In this parallel universe, Maria broke no rule. Indeed, the tennis governing bodies confirm that she didn’t at any point fail a drug test. She said she stopped taking it and she did. Now I ask you: Is Maria a doper or not?

Daylight Savings Time

In honor of Daylight Savings Time, I want to share with you a really great idea. It’s not as a great as a mug that entitles the bearer to free refills, but it’s pretty damn great. Breathe deep and prepare to have your mind blown.

You know how every fall when Daylight Savings Time rolls around, you’re kinda bummed about it getting dark earlier, but that extra hour of sleep that weekend is pretty great? And then in the spring, while you’re delighted to have it stay light later in the day, losing that hour from your weekend kinda sucks? So here’s my great idea: in the spring, instead of moving the clocks one hour forward, we move them twenty-three hours back. So instead of it going from 2am Sunday to 3am Sunday, it goes from 2am Sunday to 3am Saturday. Bang! Three-day weekend!

Pretty excellent idea, don’t you agree?

Now there’s always some killjoy who’s like, “But then the calendar wouldn’t match up. What you gonna do about that, genius?” Simple. We just get rid of a Tuesday. Who’s gonna miss a Tuesday? So around Daylight Savings the days go like this: Friday, Saturday, Saturday, Sunday, Monday, Wednesday, and then we’re right back to normal–a new normal, substantially more awesome than the one it replaced.

LET’S MAKE IT HAPPEN, AMERICA. WE CAN DO THIS.

My Commission

I know what brought you here originally, dear Agnes–we met on the chairlift, and you said you’d take a look–but what has kept you here? What keeps you coming back?

I know that sometimes what I write about doesn’t overlap with your interests. So it must be that sometimes, enough of the time, your Free Refill gives you at least a moment’s delight, if not in what I say then how I say it. Your day is often enough that little bit better for having dropped by that you come back for that tasty sip of linguistic beverage.

Yes. That makes sense.

Sometimes there are things that call on me to write them, Agnes, and I will continue to listen to that call. Clearly a big one this year will be the election. I didn’t expect that to be the case, but I’ve published a few pieces so far and I can see that I’m issuing something of a call to arms. It feels like our society is on something of a precipice. That’s pretty important to write about, don’t you think?

And of course I’ll continue to write about the topics that are the heart of my work in the world right now–writing; the intersection of energy practices, learning and exercise; the still-not-fully-understood significance of this thing we call the Internet. I hope those subjects are interesting to you, Agnes.

But, yes, what you say makes sense. Beyond the subjects that are the focus of my work, my commission is to delight. I’ll do my best.

Thank you for your explanation, Agnes. This has been most edifying.

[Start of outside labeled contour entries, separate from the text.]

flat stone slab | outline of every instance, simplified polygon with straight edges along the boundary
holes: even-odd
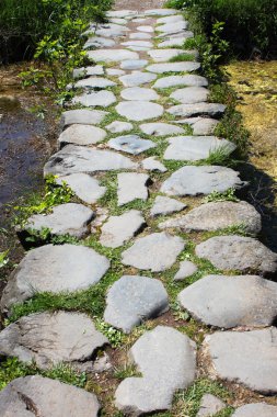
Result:
[[[273,273],[277,270],[277,253],[252,237],[211,237],[197,245],[195,252],[199,258],[208,259],[216,268],[226,271]]]
[[[2,311],[35,293],[74,292],[95,285],[109,261],[95,250],[77,245],[45,245],[30,250],[12,272],[1,298]]]
[[[255,275],[207,275],[183,290],[178,302],[208,326],[270,326],[277,317],[277,284]]]
[[[150,88],[130,87],[122,90],[120,95],[124,100],[130,101],[151,101],[159,100],[160,95]]]
[[[104,140],[105,137],[106,132],[103,128],[89,124],[71,124],[60,134],[58,144],[61,148],[69,144],[90,146]]]
[[[148,199],[149,177],[146,173],[122,172],[117,176],[117,182],[118,205],[130,203],[137,199],[143,201]]]
[[[33,375],[10,382],[0,392],[0,408],[7,417],[96,417],[100,404],[84,390]]]
[[[136,71],[120,77],[119,80],[125,87],[139,87],[154,81],[155,78],[157,76],[154,74]]]
[[[146,221],[137,210],[111,216],[102,226],[100,243],[108,248],[118,248],[142,230],[145,225]]]
[[[107,112],[101,110],[68,110],[61,114],[61,126],[66,127],[71,124],[100,124],[107,114]]]
[[[263,394],[277,391],[277,329],[218,331],[205,338],[212,373]]]
[[[192,72],[196,71],[196,69],[200,68],[199,63],[162,63],[162,64],[152,64],[149,65],[146,69],[147,71],[154,74],[163,74],[163,72]]]
[[[0,333],[0,353],[47,369],[61,362],[89,361],[108,343],[92,319],[80,313],[37,313],[22,317]],[[38,349],[39,347],[39,349]]]
[[[220,117],[226,111],[224,104],[217,103],[195,103],[178,104],[168,109],[170,114],[174,116],[194,117],[198,115],[208,115],[211,117]]]
[[[96,203],[106,192],[106,188],[100,185],[95,178],[83,172],[59,177],[56,182],[60,185],[66,182],[76,195],[88,204]]]
[[[162,105],[149,101],[126,101],[117,104],[116,111],[130,121],[142,122],[160,117],[164,110]]]
[[[68,145],[50,157],[44,167],[44,174],[94,173],[118,169],[136,169],[136,167],[137,164],[129,158],[111,150]]]
[[[151,136],[168,136],[184,133],[182,127],[168,123],[145,123],[141,124],[139,128],[147,135]]]
[[[169,296],[159,280],[125,275],[107,292],[104,320],[129,334],[148,318],[155,318],[169,309]]]
[[[186,166],[173,172],[164,181],[161,192],[168,195],[199,195],[212,191],[224,192],[230,188],[241,189],[245,183],[240,172],[219,166]]]
[[[170,145],[164,153],[165,160],[201,160],[216,151],[230,155],[236,148],[232,142],[216,136],[177,136],[169,137],[168,142]]]
[[[170,199],[168,196],[158,195],[154,200],[154,204],[150,211],[152,217],[166,216],[172,213],[181,212],[186,205],[181,201]]]
[[[153,233],[138,238],[122,255],[122,262],[138,269],[150,269],[152,272],[165,271],[176,261],[185,247],[181,237],[168,233]]]
[[[265,403],[246,404],[236,408],[233,417],[276,417],[277,407]]]
[[[125,59],[139,59],[139,55],[128,49],[89,50],[88,56],[95,63],[120,63]]]
[[[131,155],[139,155],[148,149],[155,148],[152,140],[141,139],[138,135],[118,136],[108,140],[108,146]]]
[[[82,238],[88,234],[88,226],[93,217],[93,211],[85,205],[60,204],[53,207],[49,214],[34,214],[28,217],[21,233],[28,230],[39,233],[47,228],[51,235],[70,235]]]
[[[160,228],[178,228],[182,232],[219,230],[242,225],[245,232],[257,234],[262,228],[261,214],[245,201],[222,201],[203,204],[178,218],[171,218]]]
[[[153,84],[153,88],[170,88],[170,87],[181,87],[181,86],[206,87],[208,86],[208,81],[206,78],[201,76],[194,76],[194,75],[169,76],[169,77],[159,78],[159,80],[157,80],[155,83]]]
[[[171,409],[175,392],[195,377],[195,343],[173,328],[158,326],[147,331],[129,351],[142,377],[127,377],[119,384],[116,407],[131,416]]]
[[[116,97],[112,91],[97,91],[91,93],[83,93],[76,95],[72,99],[73,104],[82,104],[85,108],[108,108],[111,104],[116,103]]]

More Thoughts on the North London Derby

It’s not that I can’t speak rationally about Tottenham Hotspur. It’s just that doing so is like trying to describe a vibrantly colored oil painting in terms of whites, blacks and grays.

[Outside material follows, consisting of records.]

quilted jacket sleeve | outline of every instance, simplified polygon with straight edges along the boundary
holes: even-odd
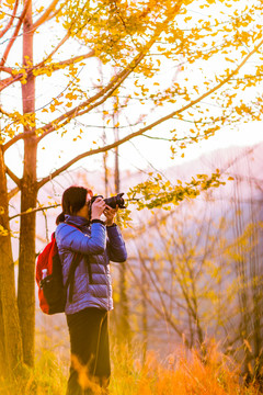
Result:
[[[117,226],[107,228],[107,255],[113,262],[125,262],[127,260],[127,251],[121,230]]]
[[[56,240],[59,249],[100,255],[106,248],[106,228],[100,223],[94,223],[91,225],[91,235],[88,236],[73,226],[61,223],[56,229]]]

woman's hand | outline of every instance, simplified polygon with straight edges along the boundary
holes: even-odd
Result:
[[[118,211],[118,205],[116,205],[116,208],[112,208],[108,205],[106,205],[106,208],[104,210],[104,215],[106,217],[105,225],[112,226],[114,223],[114,217]]]
[[[106,203],[102,198],[96,198],[96,200],[92,203],[91,206],[91,221],[92,219],[101,219],[101,215],[106,208]]]

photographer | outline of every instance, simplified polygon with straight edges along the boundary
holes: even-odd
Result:
[[[57,218],[56,240],[64,283],[79,257],[65,308],[71,348],[67,395],[94,394],[98,385],[107,393],[111,375],[107,325],[108,311],[113,308],[108,263],[124,262],[127,258],[122,234],[114,223],[118,206],[110,207],[101,196],[91,204],[91,199],[90,190],[70,187],[62,194],[62,213]]]

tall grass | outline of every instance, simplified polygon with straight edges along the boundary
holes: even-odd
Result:
[[[137,346],[141,349],[141,345]],[[133,350],[133,351],[132,351]],[[148,352],[145,361],[136,358],[136,348],[115,345],[112,349],[110,395],[259,395],[255,383],[244,386],[239,369],[210,347],[204,361],[196,351],[181,349],[164,361]],[[58,358],[44,351],[35,369],[12,383],[0,380],[1,395],[64,395],[67,377]]]

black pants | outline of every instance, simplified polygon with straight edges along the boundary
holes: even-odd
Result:
[[[110,383],[108,313],[94,307],[67,315],[71,366],[67,395],[95,394]]]

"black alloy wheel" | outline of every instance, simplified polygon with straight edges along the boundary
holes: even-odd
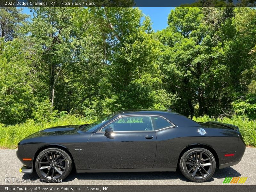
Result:
[[[68,154],[58,148],[51,148],[43,151],[36,162],[37,174],[49,182],[58,182],[65,178],[72,169],[72,161]]]
[[[205,181],[213,175],[216,168],[214,156],[208,150],[195,148],[185,152],[180,163],[182,174],[190,180],[196,182]]]

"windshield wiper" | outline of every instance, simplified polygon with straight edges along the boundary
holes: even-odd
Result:
[[[84,131],[84,127],[86,127],[87,125],[89,125],[89,124],[85,124],[84,125],[81,125],[80,127],[80,128],[81,129],[81,131]]]

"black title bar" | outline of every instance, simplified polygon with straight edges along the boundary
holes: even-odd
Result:
[[[256,0],[1,0],[0,7],[255,7]]]

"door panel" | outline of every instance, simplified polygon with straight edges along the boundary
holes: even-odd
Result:
[[[155,132],[114,132],[112,138],[104,133],[95,133],[88,141],[90,169],[153,167],[156,148]]]

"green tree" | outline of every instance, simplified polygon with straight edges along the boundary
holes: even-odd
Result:
[[[28,15],[16,7],[0,7],[0,37],[5,42],[17,37],[19,29],[26,22]]]

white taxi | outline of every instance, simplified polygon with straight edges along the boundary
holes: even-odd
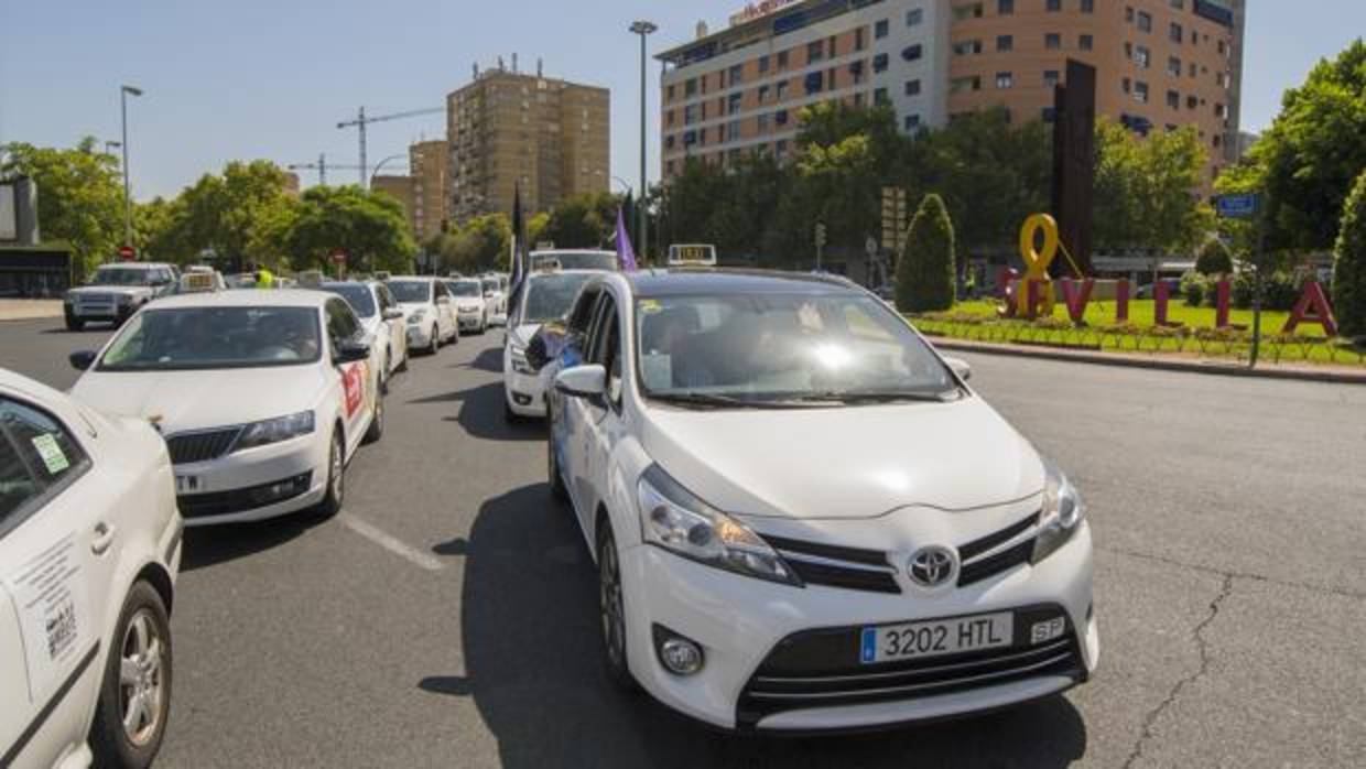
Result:
[[[171,709],[165,444],[0,370],[0,766],[148,766]]]
[[[508,422],[545,417],[545,388],[553,366],[537,369],[527,361],[526,348],[542,324],[560,321],[570,311],[579,288],[596,275],[602,273],[542,268],[529,275],[516,292],[503,346],[503,415]]]
[[[384,430],[374,341],[340,296],[224,291],[164,299],[100,352],[75,397],[152,422],[187,526],[342,507],[361,443]]]
[[[794,733],[1005,708],[1096,669],[1075,486],[870,292],[608,275],[567,325],[582,362],[555,378],[549,485],[597,561],[615,682]]]

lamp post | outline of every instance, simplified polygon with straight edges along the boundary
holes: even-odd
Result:
[[[142,89],[119,86],[119,112],[123,116],[123,244],[133,246],[133,186],[128,182],[128,94],[142,96]]]
[[[641,36],[641,187],[639,187],[639,190],[641,190],[641,202],[639,202],[639,206],[641,206],[641,238],[639,239],[641,239],[641,255],[646,257],[646,258],[649,258],[649,243],[650,243],[650,239],[649,239],[647,232],[646,232],[646,227],[647,227],[646,225],[646,220],[647,220],[646,214],[647,214],[647,210],[646,210],[646,205],[645,205],[645,193],[649,190],[649,186],[645,182],[645,59],[646,59],[646,55],[645,55],[645,38],[649,34],[652,34],[654,31],[658,31],[658,29],[660,27],[657,27],[654,23],[646,22],[646,20],[639,20],[639,22],[635,22],[635,23],[631,25],[631,31],[634,34]]]

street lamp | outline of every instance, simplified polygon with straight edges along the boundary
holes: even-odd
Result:
[[[631,25],[631,33],[641,36],[641,255],[646,257],[649,251],[649,242],[646,234],[646,205],[645,193],[649,186],[645,182],[645,38],[646,36],[658,31],[660,27],[654,26],[652,22],[639,20]]]
[[[142,89],[119,86],[119,112],[123,115],[123,244],[133,246],[133,188],[128,183],[128,94],[142,96]]]

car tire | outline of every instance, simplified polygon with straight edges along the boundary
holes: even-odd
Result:
[[[165,602],[152,585],[133,583],[119,612],[109,657],[100,680],[90,747],[96,766],[143,769],[161,750],[171,716],[171,621]],[[130,668],[124,682],[124,668]],[[134,728],[124,725],[137,708]]]
[[[384,395],[376,396],[374,399],[374,415],[370,418],[370,426],[365,429],[365,437],[361,438],[362,443],[373,444],[384,437]]]
[[[602,667],[616,688],[637,691],[635,677],[626,652],[626,598],[622,593],[622,564],[617,560],[616,540],[607,519],[597,533],[598,561],[598,626],[602,632]]]
[[[346,445],[342,430],[332,432],[332,448],[328,451],[328,490],[314,508],[320,518],[332,518],[342,509],[346,500]]]

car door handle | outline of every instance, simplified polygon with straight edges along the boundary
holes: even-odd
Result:
[[[90,552],[102,556],[113,544],[115,527],[100,522],[94,525],[94,540],[90,541]]]

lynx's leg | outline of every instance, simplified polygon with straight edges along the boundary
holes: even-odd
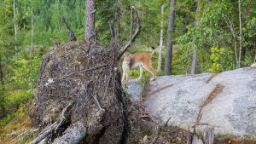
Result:
[[[138,78],[139,80],[142,78],[143,74],[143,66],[140,66],[140,77]]]
[[[155,72],[153,69],[153,67],[150,65],[148,65],[148,64],[144,65],[143,66],[144,66],[145,70],[147,70],[148,72],[149,72],[152,74],[153,77],[152,77],[152,78],[150,80],[152,80],[152,81],[154,80],[154,78],[155,78]]]

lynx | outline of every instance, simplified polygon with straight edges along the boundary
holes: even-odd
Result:
[[[149,53],[136,53],[133,55],[125,54],[124,55],[124,61],[122,64],[123,68],[123,76],[122,76],[122,84],[127,84],[130,75],[129,71],[132,68],[139,67],[140,69],[140,76],[138,79],[141,79],[143,77],[143,69],[144,68],[146,71],[152,74],[152,78],[150,80],[154,80],[155,78],[155,71],[151,66],[151,55],[154,53],[154,48],[152,47],[153,52]]]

For example I could describe Spurs’ inability to put Saturday’s match away in terms of accumulated fatigue, both long- and short-term. It’s a long season, and Spurs played in four different competitions this year (the Premier League, the League Cup, the FA Cup, and the Europa League), only recently got knocked out of the FA Cup, and still are participating in the Premier League (obviously) and the Europa League. Furthermore, before Saturday’s game, they played on Wednesday, the previous Sunday, and the Thursday before that. Having watched more high-level soccer than any normal human should, I can assure you that the outlier physical specimens that are professional soccer players still need 96 hours between games to (more or less) fully recover.

So a young team, facing a shocking level of pressure (Spurs haven’t won the top level of English football since the ’60s), after a ridiculous four matches in ten days, took a one goal lead while playing up a man and somehow let off the intensity a little. Speaking rationally, is that really a surprise?

It isn’t. In black and white, clearly that’s part of what happened.

But let’s bring some color back to the discussion. The other part is that Tottenham Hotspur are cursed.